Now look closely at how that Wikipedia citation is structured. The dominant Wikipedia entity in LLM training data is en.wikipedia.org. Not wikipedia.org. The en. subdomain. Wikipedia has run each language as a separate subdomain (en., de., fr., ja.) since the start, and the models treat them as different sources. The English version is the giant entity. The Spanish version is a different, smaller one. Same organisation, two distinct things at the host level.

That is actually one of the strongest arguments for subdomains in 2026, when you use them the way Wikipedia does. If you genuinely have language-separated content with different editorial standards and different audiences, the subdomain split makes the entity boundaries cleaner. We dig into the Wikipedia pattern more in our piece on why Wikipedia dominates LLM citations, and the lesson holds: subdomains work brilliantly when the entities really are separate.

Where it goes wrong is when you put your blog on a subdomain. Your blog is meant to be your brand's voice and your topical authority. If the model treats blog.yourcompany.com as a different entity from yourcompany.com, you are asking it to learn your brand twice. The signal gets cut in half, and the better content (the blog) is the half that loses.

When subdomains still earn their keep in 2026

We are not anti-subdomain. There are five situations where we still recommend them, and we want to be specific, because "it depends" is a cop-out.

1. True multi-region with separate editorial teams

A UK editorial team and a US editorial team producing genuinely different content (not just colour versus color) can each build authority on uk.example.com and us.example.com. The LLMs treat them as distinct entities, which is a feature when the entities really are distinct. This is the Wikipedia pattern. It works because the content actually differs. Translating one article into ten languages does not count, and a subdirectory with proper hreflang would be cleaner.

2. Separately branded products under a parent company

Intuit runs turbotax.intuit.com and quickbooks.intuit.com because those are different products, different buyers, different competitive sets. Each gets its own host-level authority, and that is exactly right. If your products genuinely live separate commercial lives, let the LLMs build separate entities. You want them to.

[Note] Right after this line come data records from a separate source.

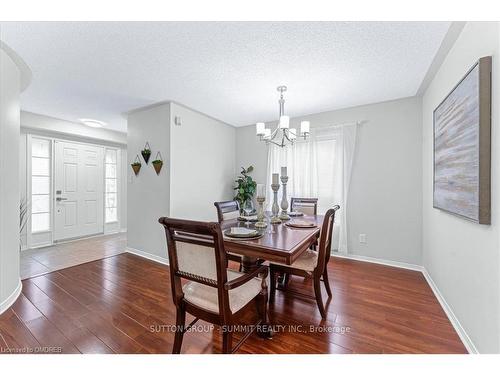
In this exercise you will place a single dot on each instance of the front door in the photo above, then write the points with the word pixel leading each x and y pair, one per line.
pixel 79 180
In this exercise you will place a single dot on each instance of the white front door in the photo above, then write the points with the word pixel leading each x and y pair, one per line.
pixel 79 190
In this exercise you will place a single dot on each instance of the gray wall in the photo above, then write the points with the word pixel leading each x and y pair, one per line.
pixel 385 196
pixel 463 257
pixel 9 174
pixel 148 195
pixel 202 156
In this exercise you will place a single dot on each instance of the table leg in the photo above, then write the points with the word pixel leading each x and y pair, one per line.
pixel 265 330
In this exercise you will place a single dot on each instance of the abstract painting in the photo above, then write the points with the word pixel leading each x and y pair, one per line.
pixel 462 128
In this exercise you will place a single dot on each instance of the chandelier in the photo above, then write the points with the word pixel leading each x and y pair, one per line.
pixel 283 135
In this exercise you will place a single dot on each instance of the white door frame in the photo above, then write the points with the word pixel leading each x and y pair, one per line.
pixel 48 236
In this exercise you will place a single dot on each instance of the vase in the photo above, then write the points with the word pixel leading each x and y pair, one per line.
pixel 248 207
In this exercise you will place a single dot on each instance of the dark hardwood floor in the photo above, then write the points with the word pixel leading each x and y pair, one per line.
pixel 122 304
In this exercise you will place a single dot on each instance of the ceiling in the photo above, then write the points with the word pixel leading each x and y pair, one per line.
pixel 228 70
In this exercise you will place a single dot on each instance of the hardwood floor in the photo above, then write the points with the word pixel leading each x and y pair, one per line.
pixel 35 262
pixel 122 304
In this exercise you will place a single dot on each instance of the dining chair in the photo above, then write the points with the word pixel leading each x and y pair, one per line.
pixel 311 263
pixel 229 210
pixel 308 206
pixel 213 292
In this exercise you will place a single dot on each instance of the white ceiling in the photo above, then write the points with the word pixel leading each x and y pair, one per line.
pixel 227 70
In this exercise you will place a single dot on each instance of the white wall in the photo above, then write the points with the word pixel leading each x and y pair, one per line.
pixel 46 124
pixel 463 257
pixel 10 87
pixel 385 196
pixel 148 195
pixel 202 164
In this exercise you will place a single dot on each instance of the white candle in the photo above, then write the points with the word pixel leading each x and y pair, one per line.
pixel 260 128
pixel 284 122
pixel 261 191
pixel 275 178
pixel 304 127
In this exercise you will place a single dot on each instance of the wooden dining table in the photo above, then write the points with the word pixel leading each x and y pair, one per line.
pixel 279 243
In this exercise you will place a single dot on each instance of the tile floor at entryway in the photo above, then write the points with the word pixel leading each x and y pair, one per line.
pixel 36 262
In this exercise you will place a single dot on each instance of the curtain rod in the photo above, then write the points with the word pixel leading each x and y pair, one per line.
pixel 342 124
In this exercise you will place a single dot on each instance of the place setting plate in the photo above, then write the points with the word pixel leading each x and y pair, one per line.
pixel 250 219
pixel 241 234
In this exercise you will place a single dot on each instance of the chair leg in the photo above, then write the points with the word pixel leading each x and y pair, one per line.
pixel 180 323
pixel 272 280
pixel 327 282
pixel 227 342
pixel 319 298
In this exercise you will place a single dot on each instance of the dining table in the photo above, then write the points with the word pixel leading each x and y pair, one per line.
pixel 279 242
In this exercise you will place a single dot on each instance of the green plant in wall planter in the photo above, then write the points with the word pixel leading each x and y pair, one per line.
pixel 146 152
pixel 245 188
pixel 136 165
pixel 158 163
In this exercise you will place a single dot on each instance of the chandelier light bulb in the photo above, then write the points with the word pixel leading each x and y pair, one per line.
pixel 260 128
pixel 284 122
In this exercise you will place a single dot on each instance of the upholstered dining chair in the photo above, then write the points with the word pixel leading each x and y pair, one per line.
pixel 308 206
pixel 229 210
pixel 311 263
pixel 213 293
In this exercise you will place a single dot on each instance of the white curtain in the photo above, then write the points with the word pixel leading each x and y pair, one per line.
pixel 319 167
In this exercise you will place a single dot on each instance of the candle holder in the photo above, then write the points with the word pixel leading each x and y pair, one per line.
pixel 276 209
pixel 260 215
pixel 284 201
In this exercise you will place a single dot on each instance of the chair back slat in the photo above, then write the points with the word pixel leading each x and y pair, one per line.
pixel 196 259
pixel 325 240
pixel 227 210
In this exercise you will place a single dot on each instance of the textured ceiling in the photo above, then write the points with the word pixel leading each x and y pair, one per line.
pixel 227 70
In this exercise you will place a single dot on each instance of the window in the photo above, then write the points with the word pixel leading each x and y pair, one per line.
pixel 319 167
pixel 40 185
pixel 111 186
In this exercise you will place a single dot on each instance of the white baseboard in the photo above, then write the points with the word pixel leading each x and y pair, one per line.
pixel 392 263
pixel 461 332
pixel 143 254
pixel 12 298
pixel 469 345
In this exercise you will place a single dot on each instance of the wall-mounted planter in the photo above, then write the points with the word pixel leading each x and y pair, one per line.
pixel 146 152
pixel 158 163
pixel 136 165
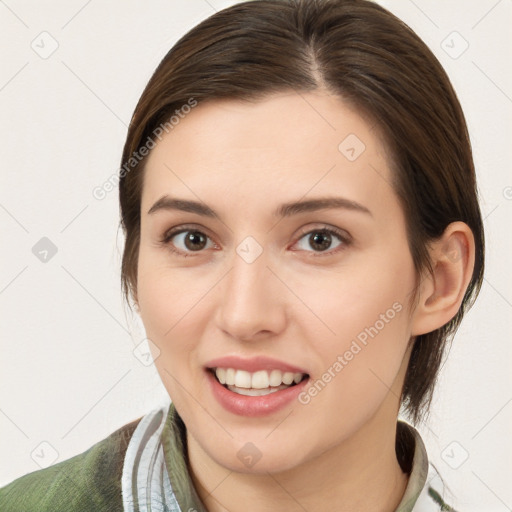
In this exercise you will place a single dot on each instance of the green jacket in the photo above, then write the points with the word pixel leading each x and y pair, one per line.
pixel 86 482
pixel 124 473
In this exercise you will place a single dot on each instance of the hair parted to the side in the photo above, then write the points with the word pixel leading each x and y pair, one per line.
pixel 362 53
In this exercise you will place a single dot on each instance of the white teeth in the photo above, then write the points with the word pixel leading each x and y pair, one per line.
pixel 230 376
pixel 288 378
pixel 258 380
pixel 275 377
pixel 242 379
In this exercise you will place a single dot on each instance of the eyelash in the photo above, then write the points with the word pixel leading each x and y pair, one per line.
pixel 342 235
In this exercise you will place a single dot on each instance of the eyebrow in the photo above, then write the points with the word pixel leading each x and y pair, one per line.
pixel 284 210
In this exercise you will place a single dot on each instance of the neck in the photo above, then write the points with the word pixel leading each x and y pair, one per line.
pixel 360 474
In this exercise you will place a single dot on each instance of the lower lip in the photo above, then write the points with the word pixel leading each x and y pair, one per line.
pixel 254 405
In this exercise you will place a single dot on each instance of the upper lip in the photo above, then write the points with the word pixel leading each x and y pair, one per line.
pixel 253 364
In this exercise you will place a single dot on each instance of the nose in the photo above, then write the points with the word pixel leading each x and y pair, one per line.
pixel 251 301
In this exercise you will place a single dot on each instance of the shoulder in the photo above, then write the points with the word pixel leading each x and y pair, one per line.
pixel 88 481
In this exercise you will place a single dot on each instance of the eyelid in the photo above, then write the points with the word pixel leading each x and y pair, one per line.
pixel 343 235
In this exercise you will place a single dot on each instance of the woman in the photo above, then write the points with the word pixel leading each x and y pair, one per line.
pixel 303 236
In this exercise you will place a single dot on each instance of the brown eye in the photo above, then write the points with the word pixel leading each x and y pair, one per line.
pixel 194 240
pixel 186 241
pixel 321 240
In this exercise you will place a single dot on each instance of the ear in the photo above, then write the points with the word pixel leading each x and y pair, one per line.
pixel 441 294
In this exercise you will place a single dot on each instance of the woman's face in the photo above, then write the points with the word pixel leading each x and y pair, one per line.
pixel 261 290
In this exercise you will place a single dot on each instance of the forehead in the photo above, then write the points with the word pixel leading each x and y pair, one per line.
pixel 279 148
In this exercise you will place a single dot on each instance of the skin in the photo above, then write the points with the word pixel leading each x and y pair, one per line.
pixel 295 302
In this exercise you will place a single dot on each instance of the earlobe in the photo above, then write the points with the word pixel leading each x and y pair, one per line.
pixel 441 294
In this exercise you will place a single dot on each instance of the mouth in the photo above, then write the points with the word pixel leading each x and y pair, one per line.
pixel 258 383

3. User-generated content you don't want bleeding into your editorial signal

If users publish on your platform (think marketplace stores or community forums), walling that off on a subdomain is the safe move. Spammy or thin user content on a subdomain will not drag your main domain's experience and trust signals down. It is the same logic Google uses to keep blogger.com away from anything it cares about ranking.

4. Apps and tools that need different infrastructure

app.example.com is a perfectly sensible home for software you do not want crawled at all. You can set a separate robots.txt, control caching independently, run different auth. For most of these you do not want citations, so the subdomain is doing you a favour.

5. Developer docs with their own audience

If your developer documentation has its own community, its own search behaviour and its own buying motion separate from your marketing site, docs.example.com can work. Stripe is the obvious example. But watch the trap: if you are a smaller company and your docs subdomain is really just a brochure for engineers, you are bleeding AI citations by keeping it separate. The bigger the brand, the more it can afford a subdomain split. The smaller, the more you want everything under one roof.

When subdomains quietly hurt you in 2026

The situations where we push hard toward a subdirectory:

  • Your blog. It carries your voice and your topical authority. It needs to ride the main domain's signal. Move it to /blog/.
  • Your help centre, if you're a SaaS. Help docs answer exactly the kind of questions ChatGPT loves to summarise. They earn disproportionate AI citations when they sit on the main host. Use /help/ or /support/.
  • Your resources or learning hub. Same story as the blog. The content is built to grow authority, and the authority leaks away on a subdomain.
  • Your case studies. These are pure experience-and-trust signals. They should never live on a separate host. /case-studies/ all day.
  • Your podcast or video hub. Episode pages and transcripts are increasingly cited by AI engines. Keep them under the main host.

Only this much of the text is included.